The U.S. GAO (Government of Accountability Office) related on July 24, 2007 a strong link between computer interconnectivity and criminal activities. It reported that cyber criminals abuse this interconnectivity to make financial gains and to perform malicious acts like identity fraud, child exploitation, and terrorism.

Cyber crime has been affecting the US economy significantly and is a threat to the country's security interests. Various experts and studies have estimated that such crime directly cost the US economy billions of dollars every year. US organizations have suffered an annual loss of $67.2 Billion as a result of computer crime, according to the GAO report.

Terrorist groups too have committed cyber crime to gather money to carry out their operations. Despite the loss of information and money, the exact consequences of cyber crime is not known often due to lack of correct detection and reporting.

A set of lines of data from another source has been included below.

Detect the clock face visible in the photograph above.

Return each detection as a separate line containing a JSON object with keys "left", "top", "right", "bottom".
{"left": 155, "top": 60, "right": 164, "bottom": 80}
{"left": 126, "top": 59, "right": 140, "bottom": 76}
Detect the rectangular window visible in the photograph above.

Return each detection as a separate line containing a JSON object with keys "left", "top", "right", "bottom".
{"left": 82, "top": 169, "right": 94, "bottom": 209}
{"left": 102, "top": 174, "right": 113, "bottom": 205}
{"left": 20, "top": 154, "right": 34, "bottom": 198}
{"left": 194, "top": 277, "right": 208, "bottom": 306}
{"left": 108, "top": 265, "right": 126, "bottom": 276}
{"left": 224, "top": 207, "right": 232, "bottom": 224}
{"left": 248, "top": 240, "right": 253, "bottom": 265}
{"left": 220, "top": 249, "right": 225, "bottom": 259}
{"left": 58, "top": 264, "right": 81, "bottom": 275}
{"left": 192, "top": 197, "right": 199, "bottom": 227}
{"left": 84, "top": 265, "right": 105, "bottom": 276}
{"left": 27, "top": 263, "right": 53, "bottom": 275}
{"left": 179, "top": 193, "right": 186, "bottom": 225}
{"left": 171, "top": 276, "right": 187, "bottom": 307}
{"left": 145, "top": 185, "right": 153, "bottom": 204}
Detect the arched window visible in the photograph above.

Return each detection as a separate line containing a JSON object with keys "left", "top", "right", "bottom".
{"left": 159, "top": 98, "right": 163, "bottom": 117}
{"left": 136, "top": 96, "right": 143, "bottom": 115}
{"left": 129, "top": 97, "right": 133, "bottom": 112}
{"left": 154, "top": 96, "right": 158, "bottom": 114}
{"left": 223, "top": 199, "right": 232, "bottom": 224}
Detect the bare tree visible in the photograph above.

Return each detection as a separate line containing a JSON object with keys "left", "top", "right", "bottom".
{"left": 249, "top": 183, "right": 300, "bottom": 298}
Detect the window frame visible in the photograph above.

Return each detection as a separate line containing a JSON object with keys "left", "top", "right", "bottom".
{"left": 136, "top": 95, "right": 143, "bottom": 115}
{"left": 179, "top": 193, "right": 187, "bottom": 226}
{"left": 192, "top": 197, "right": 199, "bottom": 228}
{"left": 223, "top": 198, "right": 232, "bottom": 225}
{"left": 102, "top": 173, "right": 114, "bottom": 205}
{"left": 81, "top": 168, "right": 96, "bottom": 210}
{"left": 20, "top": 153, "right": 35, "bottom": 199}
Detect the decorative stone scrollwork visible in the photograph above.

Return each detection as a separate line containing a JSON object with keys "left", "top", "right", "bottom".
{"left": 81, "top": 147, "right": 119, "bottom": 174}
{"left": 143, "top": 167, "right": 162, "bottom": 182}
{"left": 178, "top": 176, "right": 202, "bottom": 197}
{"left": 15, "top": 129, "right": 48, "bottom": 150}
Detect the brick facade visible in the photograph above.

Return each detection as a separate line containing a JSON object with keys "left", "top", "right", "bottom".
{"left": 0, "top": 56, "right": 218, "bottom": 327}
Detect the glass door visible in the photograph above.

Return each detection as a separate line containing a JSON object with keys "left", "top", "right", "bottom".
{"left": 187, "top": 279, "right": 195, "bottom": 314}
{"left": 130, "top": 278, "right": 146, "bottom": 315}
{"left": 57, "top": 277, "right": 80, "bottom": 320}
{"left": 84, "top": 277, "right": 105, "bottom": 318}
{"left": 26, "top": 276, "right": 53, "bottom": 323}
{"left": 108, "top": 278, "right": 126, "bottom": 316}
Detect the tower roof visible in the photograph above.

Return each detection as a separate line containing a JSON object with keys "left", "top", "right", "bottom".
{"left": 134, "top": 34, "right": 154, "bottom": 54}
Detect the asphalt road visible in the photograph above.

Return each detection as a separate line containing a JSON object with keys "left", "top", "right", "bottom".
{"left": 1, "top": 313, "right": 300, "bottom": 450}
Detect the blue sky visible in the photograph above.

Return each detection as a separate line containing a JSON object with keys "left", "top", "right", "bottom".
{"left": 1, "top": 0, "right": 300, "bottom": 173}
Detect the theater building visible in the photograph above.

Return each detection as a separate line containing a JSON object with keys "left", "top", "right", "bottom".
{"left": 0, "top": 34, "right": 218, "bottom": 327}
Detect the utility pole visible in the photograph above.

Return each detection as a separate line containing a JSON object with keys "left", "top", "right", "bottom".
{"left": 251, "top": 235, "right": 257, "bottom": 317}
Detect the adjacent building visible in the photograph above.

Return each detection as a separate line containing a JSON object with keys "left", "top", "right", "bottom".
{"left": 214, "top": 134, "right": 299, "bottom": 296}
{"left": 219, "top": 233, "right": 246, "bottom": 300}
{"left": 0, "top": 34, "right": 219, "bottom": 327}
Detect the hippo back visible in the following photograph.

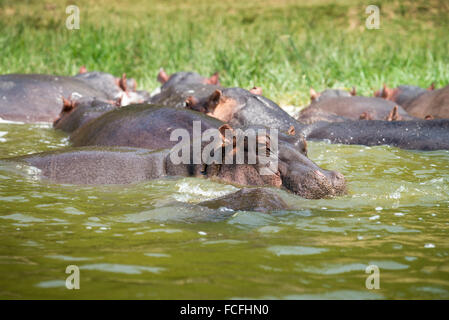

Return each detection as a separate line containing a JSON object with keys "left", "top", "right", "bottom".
{"left": 298, "top": 96, "right": 414, "bottom": 123}
{"left": 71, "top": 104, "right": 224, "bottom": 149}
{"left": 405, "top": 85, "right": 449, "bottom": 119}
{"left": 0, "top": 74, "right": 109, "bottom": 122}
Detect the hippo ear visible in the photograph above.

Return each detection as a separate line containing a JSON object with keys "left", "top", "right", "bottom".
{"left": 249, "top": 86, "right": 263, "bottom": 95}
{"left": 62, "top": 97, "right": 75, "bottom": 112}
{"left": 208, "top": 89, "right": 223, "bottom": 108}
{"left": 427, "top": 82, "right": 435, "bottom": 91}
{"left": 206, "top": 72, "right": 220, "bottom": 85}
{"left": 78, "top": 66, "right": 87, "bottom": 74}
{"left": 386, "top": 106, "right": 401, "bottom": 121}
{"left": 287, "top": 125, "right": 296, "bottom": 136}
{"left": 118, "top": 73, "right": 127, "bottom": 92}
{"left": 425, "top": 114, "right": 434, "bottom": 120}
{"left": 157, "top": 68, "right": 169, "bottom": 84}
{"left": 381, "top": 84, "right": 390, "bottom": 99}
{"left": 350, "top": 86, "right": 356, "bottom": 96}
{"left": 310, "top": 88, "right": 319, "bottom": 101}
{"left": 218, "top": 124, "right": 238, "bottom": 150}
{"left": 185, "top": 96, "right": 199, "bottom": 109}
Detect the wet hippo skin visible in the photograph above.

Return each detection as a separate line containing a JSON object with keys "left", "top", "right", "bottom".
{"left": 0, "top": 74, "right": 109, "bottom": 122}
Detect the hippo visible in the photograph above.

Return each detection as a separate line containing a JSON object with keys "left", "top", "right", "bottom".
{"left": 400, "top": 85, "right": 449, "bottom": 119}
{"left": 302, "top": 119, "right": 449, "bottom": 151}
{"left": 185, "top": 87, "right": 306, "bottom": 134}
{"left": 70, "top": 104, "right": 308, "bottom": 155}
{"left": 7, "top": 122, "right": 346, "bottom": 198}
{"left": 309, "top": 87, "right": 356, "bottom": 102}
{"left": 0, "top": 74, "right": 109, "bottom": 122}
{"left": 0, "top": 71, "right": 149, "bottom": 123}
{"left": 156, "top": 68, "right": 220, "bottom": 88}
{"left": 150, "top": 69, "right": 222, "bottom": 108}
{"left": 374, "top": 84, "right": 434, "bottom": 112}
{"left": 65, "top": 105, "right": 345, "bottom": 198}
{"left": 198, "top": 188, "right": 290, "bottom": 213}
{"left": 297, "top": 93, "right": 414, "bottom": 124}
{"left": 75, "top": 70, "right": 150, "bottom": 105}
{"left": 53, "top": 96, "right": 119, "bottom": 133}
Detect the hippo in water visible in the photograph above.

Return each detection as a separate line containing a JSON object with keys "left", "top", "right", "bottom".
{"left": 397, "top": 85, "right": 449, "bottom": 119}
{"left": 302, "top": 119, "right": 449, "bottom": 151}
{"left": 70, "top": 104, "right": 308, "bottom": 155}
{"left": 66, "top": 105, "right": 344, "bottom": 199}
{"left": 297, "top": 88, "right": 414, "bottom": 124}
{"left": 53, "top": 96, "right": 119, "bottom": 133}
{"left": 8, "top": 121, "right": 346, "bottom": 199}
{"left": 374, "top": 84, "right": 434, "bottom": 112}
{"left": 0, "top": 74, "right": 109, "bottom": 123}
{"left": 184, "top": 87, "right": 306, "bottom": 134}
{"left": 75, "top": 69, "right": 150, "bottom": 105}
{"left": 0, "top": 71, "right": 149, "bottom": 123}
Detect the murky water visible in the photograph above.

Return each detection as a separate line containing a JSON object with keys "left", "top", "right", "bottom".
{"left": 0, "top": 122, "right": 448, "bottom": 299}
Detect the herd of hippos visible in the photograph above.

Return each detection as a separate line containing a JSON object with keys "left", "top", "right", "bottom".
{"left": 0, "top": 68, "right": 448, "bottom": 213}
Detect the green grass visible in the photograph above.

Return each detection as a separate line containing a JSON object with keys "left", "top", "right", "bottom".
{"left": 0, "top": 0, "right": 448, "bottom": 106}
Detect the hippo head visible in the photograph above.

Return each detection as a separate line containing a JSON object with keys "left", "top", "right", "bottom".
{"left": 173, "top": 124, "right": 346, "bottom": 199}
{"left": 310, "top": 87, "right": 356, "bottom": 103}
{"left": 375, "top": 84, "right": 434, "bottom": 107}
{"left": 157, "top": 68, "right": 220, "bottom": 88}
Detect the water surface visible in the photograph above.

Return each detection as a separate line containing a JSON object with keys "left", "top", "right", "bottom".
{"left": 0, "top": 123, "right": 448, "bottom": 299}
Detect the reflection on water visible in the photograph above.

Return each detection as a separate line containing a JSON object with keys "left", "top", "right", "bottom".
{"left": 0, "top": 123, "right": 448, "bottom": 299}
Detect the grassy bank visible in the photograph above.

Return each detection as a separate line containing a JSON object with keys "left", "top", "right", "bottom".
{"left": 0, "top": 0, "right": 448, "bottom": 106}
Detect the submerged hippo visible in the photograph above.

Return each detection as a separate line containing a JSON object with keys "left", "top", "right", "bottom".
{"left": 302, "top": 119, "right": 449, "bottom": 151}
{"left": 185, "top": 87, "right": 306, "bottom": 134}
{"left": 149, "top": 69, "right": 222, "bottom": 108}
{"left": 70, "top": 104, "right": 308, "bottom": 155}
{"left": 156, "top": 68, "right": 220, "bottom": 88}
{"left": 75, "top": 70, "right": 150, "bottom": 105}
{"left": 0, "top": 71, "right": 149, "bottom": 123}
{"left": 8, "top": 123, "right": 346, "bottom": 199}
{"left": 53, "top": 96, "right": 119, "bottom": 133}
{"left": 198, "top": 188, "right": 290, "bottom": 213}
{"left": 297, "top": 93, "right": 414, "bottom": 124}
{"left": 399, "top": 85, "right": 449, "bottom": 119}
{"left": 66, "top": 105, "right": 344, "bottom": 199}
{"left": 374, "top": 84, "right": 434, "bottom": 112}
{"left": 0, "top": 74, "right": 109, "bottom": 122}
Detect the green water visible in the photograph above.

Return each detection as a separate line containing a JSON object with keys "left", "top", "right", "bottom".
{"left": 0, "top": 122, "right": 448, "bottom": 299}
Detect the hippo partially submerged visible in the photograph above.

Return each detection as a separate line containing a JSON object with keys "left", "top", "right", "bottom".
{"left": 0, "top": 71, "right": 148, "bottom": 123}
{"left": 303, "top": 119, "right": 449, "bottom": 151}
{"left": 0, "top": 74, "right": 109, "bottom": 123}
{"left": 8, "top": 124, "right": 346, "bottom": 199}
{"left": 297, "top": 91, "right": 414, "bottom": 124}
{"left": 400, "top": 85, "right": 449, "bottom": 119}
{"left": 65, "top": 105, "right": 345, "bottom": 199}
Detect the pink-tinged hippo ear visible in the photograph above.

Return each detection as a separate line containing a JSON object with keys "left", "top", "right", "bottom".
{"left": 310, "top": 88, "right": 319, "bottom": 101}
{"left": 118, "top": 73, "right": 128, "bottom": 92}
{"left": 218, "top": 124, "right": 235, "bottom": 146}
{"left": 249, "top": 86, "right": 263, "bottom": 95}
{"left": 386, "top": 105, "right": 401, "bottom": 121}
{"left": 208, "top": 89, "right": 223, "bottom": 108}
{"left": 350, "top": 86, "right": 356, "bottom": 96}
{"left": 185, "top": 96, "right": 199, "bottom": 108}
{"left": 425, "top": 114, "right": 434, "bottom": 120}
{"left": 427, "top": 82, "right": 435, "bottom": 91}
{"left": 359, "top": 111, "right": 373, "bottom": 120}
{"left": 78, "top": 66, "right": 87, "bottom": 74}
{"left": 157, "top": 68, "right": 169, "bottom": 84}
{"left": 287, "top": 125, "right": 296, "bottom": 136}
{"left": 62, "top": 97, "right": 75, "bottom": 112}
{"left": 206, "top": 72, "right": 220, "bottom": 85}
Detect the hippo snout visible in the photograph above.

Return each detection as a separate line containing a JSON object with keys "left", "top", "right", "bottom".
{"left": 280, "top": 163, "right": 346, "bottom": 199}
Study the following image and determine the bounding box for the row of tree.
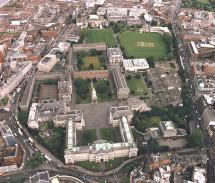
[182,0,215,11]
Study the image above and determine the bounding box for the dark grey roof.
[6,135,16,147]
[112,66,128,89]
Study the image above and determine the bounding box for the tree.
[0,97,9,106]
[140,13,145,20]
[95,80,108,93]
[150,20,158,26]
[89,49,98,56]
[74,79,90,98]
[92,77,97,83]
[163,32,173,52]
[135,74,141,79]
[126,75,131,80]
[65,15,75,25]
[187,129,204,148]
[147,57,155,68]
[18,111,29,127]
[88,63,94,70]
[27,153,44,168]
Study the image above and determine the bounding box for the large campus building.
[0,62,32,99]
[72,43,107,52]
[159,121,187,138]
[37,54,58,73]
[27,101,85,129]
[107,48,123,66]
[109,106,133,127]
[0,121,23,172]
[19,75,35,111]
[112,66,130,99]
[64,107,138,164]
[58,76,73,102]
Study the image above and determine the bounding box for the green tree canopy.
[147,57,155,68]
[187,129,204,148]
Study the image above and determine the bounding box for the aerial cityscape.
[0,0,215,182]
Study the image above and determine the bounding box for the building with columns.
[64,109,138,164]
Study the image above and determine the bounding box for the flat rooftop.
[112,66,128,89]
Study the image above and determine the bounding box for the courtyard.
[94,79,112,102]
[79,55,106,71]
[74,78,91,104]
[32,79,59,103]
[119,31,168,59]
[74,101,117,129]
[126,74,148,96]
[76,50,107,71]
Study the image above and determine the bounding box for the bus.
[18,128,23,136]
[17,121,22,129]
[16,88,21,92]
[44,155,51,161]
[4,108,9,112]
[28,137,33,144]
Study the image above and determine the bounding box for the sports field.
[119,31,168,59]
[83,29,117,47]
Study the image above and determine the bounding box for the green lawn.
[83,29,117,47]
[119,31,168,59]
[100,128,120,142]
[80,129,97,145]
[105,157,127,170]
[149,116,161,126]
[80,55,106,70]
[94,80,112,102]
[126,75,148,96]
[75,157,127,172]
[82,56,101,70]
[76,161,101,172]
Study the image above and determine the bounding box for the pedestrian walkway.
[96,128,101,139]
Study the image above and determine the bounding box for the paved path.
[65,155,145,176]
[96,128,101,139]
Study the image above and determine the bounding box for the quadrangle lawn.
[83,29,117,47]
[126,75,148,96]
[82,56,101,70]
[119,31,168,59]
[100,128,120,142]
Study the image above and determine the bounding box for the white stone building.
[109,106,133,127]
[0,62,32,99]
[27,101,85,130]
[37,54,58,73]
[64,116,138,164]
[123,58,149,73]
[107,48,123,66]
[159,121,177,138]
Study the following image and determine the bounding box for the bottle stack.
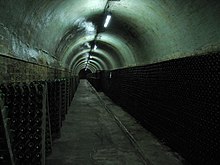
[0,77,79,165]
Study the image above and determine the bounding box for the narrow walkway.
[46,80,184,165]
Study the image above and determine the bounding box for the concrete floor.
[46,80,185,165]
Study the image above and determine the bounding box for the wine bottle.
[15,152,24,161]
[24,151,32,161]
[17,133,26,141]
[5,93,13,106]
[28,134,34,140]
[35,128,42,134]
[0,153,9,162]
[22,83,29,92]
[21,100,28,108]
[13,99,20,108]
[19,106,27,115]
[29,83,36,93]
[27,141,34,149]
[10,118,18,128]
[34,134,42,142]
[33,140,42,151]
[28,101,37,117]
[18,125,26,134]
[15,142,25,151]
[35,110,43,118]
[7,84,14,93]
[35,119,42,126]
[31,152,41,163]
[10,108,19,118]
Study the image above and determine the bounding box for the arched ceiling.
[0,0,220,74]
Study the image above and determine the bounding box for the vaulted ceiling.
[0,0,220,74]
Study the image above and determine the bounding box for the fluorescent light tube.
[94,45,97,50]
[104,14,111,28]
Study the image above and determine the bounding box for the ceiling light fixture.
[93,44,97,50]
[84,0,119,71]
[85,53,89,57]
[104,14,112,28]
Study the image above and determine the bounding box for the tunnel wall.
[88,52,220,165]
[0,54,75,83]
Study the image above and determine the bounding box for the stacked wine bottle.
[45,107,52,157]
[0,82,45,165]
[60,79,66,122]
[0,93,14,165]
[65,79,70,112]
[47,80,61,140]
[0,77,79,165]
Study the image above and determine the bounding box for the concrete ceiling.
[0,0,220,74]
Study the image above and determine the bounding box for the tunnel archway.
[78,68,92,79]
[0,1,219,165]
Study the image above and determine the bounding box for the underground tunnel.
[0,0,219,165]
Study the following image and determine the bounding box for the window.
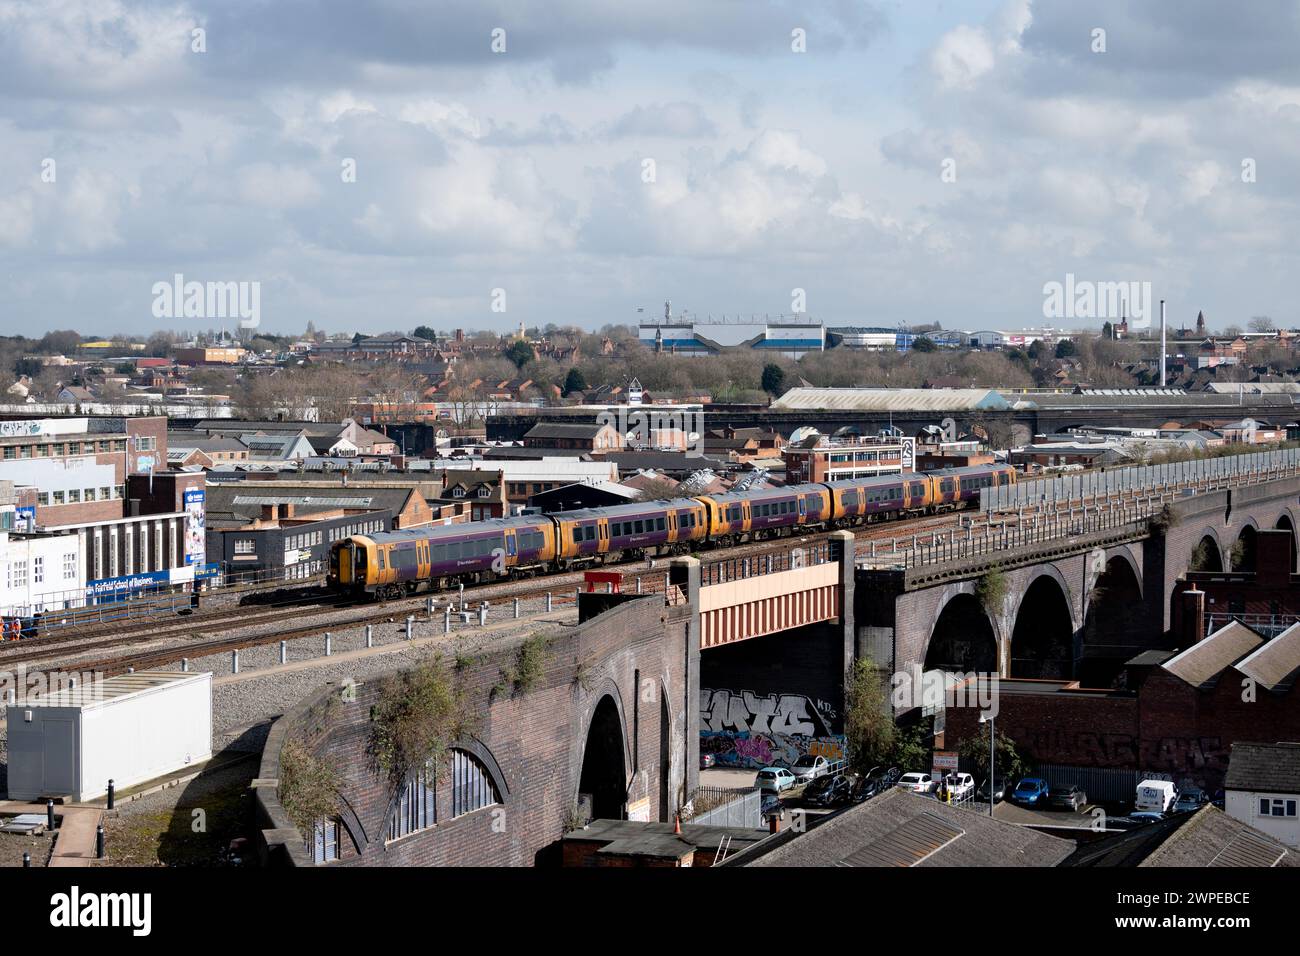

IT personnel are struggling to enforce stronger security, and law enforcement bodies are battling to curb the expanding problem that is particularly vibrant overseas and is beyond government's legal access. A number of private and public entities try to fulfill their responsibilities of protecting against, identifying, pursuing and investigating, and prosecuting cyber criminals.

The word 'cyber' concerns providing security to two worlds - the public sector and the private sector. With regard to the latter, the Department of Homeland Security could provide strength by demonstrating how to control its networks. Unfortunately, GAO's efforts and the government's own probing into the department's activities have reflected conflicting aspects of the phrase 'information security'. This is not acceptable, said Congressman Bennie G. Thompson, according to InformationWeek publication on July 24, 2007.

The report further relates that the various kinds of cyber crime are rising. These include botnets, spam, hacking, phishing, Trojan horses and other malware. They all represented an impressive growth during 2006-07.

The report noted that there were an average of 63,912 bot computers in a single day during July-December 2006. Further, there were 166,248 exclusive phishing e-mails during the same months in 2006. Before that, nearly 40% of banking and financial services suffered the maximum attacks from trojans in 2005.